How to evaluate this notebook. Many variables are reused later on, so it's a bad idea to evaluate everything and then start changing things in the middle. If you do so and run into unexpected results, re-evaluate the topmost chapter and it should work fine again. Oh, and if you've been asked to run the initialization cells and clicked on no, it's a good idea to scroll to the very bottom and evaluate the very last section, "Initialization", because some things will result in errors otherwise. ☺
Linear regression
The basics
Assembling data
LinearModelFit operates on lists of data. In the easiest case, it uses a list of the form {{Subscript[x, 1],Subscript[y, 1]}, {Subscript[x, 2],Subscript[y, 2]}, ...}. This usually is not the way the data is on your computer though, so let's first construct that list.

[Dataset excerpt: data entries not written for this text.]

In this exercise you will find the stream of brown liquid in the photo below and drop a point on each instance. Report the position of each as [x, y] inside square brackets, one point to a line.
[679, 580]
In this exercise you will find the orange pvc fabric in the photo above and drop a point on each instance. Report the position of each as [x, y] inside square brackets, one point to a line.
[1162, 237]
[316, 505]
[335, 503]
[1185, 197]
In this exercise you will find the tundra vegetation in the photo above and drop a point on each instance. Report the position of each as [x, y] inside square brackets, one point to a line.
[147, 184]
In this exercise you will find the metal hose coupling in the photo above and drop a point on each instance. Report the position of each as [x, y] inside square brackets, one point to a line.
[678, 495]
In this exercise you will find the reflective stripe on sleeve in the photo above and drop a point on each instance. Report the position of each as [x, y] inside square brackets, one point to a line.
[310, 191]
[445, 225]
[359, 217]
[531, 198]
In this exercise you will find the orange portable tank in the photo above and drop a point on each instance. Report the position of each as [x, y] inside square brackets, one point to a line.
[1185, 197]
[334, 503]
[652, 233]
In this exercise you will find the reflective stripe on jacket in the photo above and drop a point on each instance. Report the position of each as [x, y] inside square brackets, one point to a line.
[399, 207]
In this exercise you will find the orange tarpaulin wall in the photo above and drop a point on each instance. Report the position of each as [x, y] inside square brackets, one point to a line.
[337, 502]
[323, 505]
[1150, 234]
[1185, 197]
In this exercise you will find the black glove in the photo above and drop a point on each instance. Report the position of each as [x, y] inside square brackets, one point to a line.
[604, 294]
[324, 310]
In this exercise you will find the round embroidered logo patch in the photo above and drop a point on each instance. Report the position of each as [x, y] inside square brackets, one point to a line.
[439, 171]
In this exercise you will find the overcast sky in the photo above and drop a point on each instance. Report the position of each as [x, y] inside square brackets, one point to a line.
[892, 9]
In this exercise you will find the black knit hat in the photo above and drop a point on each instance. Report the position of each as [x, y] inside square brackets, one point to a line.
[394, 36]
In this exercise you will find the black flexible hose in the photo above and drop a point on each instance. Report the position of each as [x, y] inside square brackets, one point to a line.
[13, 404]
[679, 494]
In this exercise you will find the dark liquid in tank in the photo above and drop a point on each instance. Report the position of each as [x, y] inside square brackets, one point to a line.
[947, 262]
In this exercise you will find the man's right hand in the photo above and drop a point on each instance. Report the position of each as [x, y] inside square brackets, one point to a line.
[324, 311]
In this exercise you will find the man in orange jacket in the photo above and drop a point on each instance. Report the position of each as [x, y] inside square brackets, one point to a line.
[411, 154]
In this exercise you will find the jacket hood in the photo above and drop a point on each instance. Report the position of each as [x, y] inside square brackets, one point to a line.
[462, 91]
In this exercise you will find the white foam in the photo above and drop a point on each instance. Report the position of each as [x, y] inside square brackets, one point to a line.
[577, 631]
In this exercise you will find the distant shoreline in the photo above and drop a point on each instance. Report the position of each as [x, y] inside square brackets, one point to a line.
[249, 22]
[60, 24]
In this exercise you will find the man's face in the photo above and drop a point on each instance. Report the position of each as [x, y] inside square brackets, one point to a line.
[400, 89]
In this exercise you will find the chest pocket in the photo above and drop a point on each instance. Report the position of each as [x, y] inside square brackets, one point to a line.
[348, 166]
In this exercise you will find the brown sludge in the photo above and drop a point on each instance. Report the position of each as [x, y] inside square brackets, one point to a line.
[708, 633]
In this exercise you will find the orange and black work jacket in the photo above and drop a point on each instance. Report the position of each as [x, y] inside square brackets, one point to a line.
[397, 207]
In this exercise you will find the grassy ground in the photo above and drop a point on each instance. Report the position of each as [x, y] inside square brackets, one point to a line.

It is a good idea to organize data that belongs to the same measured variable in one separate list each. Suppose you've measured current and voltage and wrote the the values in your lab report. This is how I suggest you enter your data into the Mathematica notebook:
dataCurrent={0.0000,0.0012,0.0019,0.0034,0.0036,0.0050,0.0062,0.0072,0.0079,0.0092,0.0097}
dataVoltage={0.0,6.3,16.8,25.1,43.6,53.2,57.4,71.8,81.5,94.1,97.4}
{0.,0.0012,0.0019,0.0034,0.0036,0.005,0.0062,0.0072,0.0079,0.0092,0.0097}
{0.,6.3,16.8,25.1,43.6,53.2,57.4,71.8,81.5,94.1,97.4}
You could of course have entered the data in the format presented above in the first place, however the version presented above is way more convenient for later data manipulation and reaggregation.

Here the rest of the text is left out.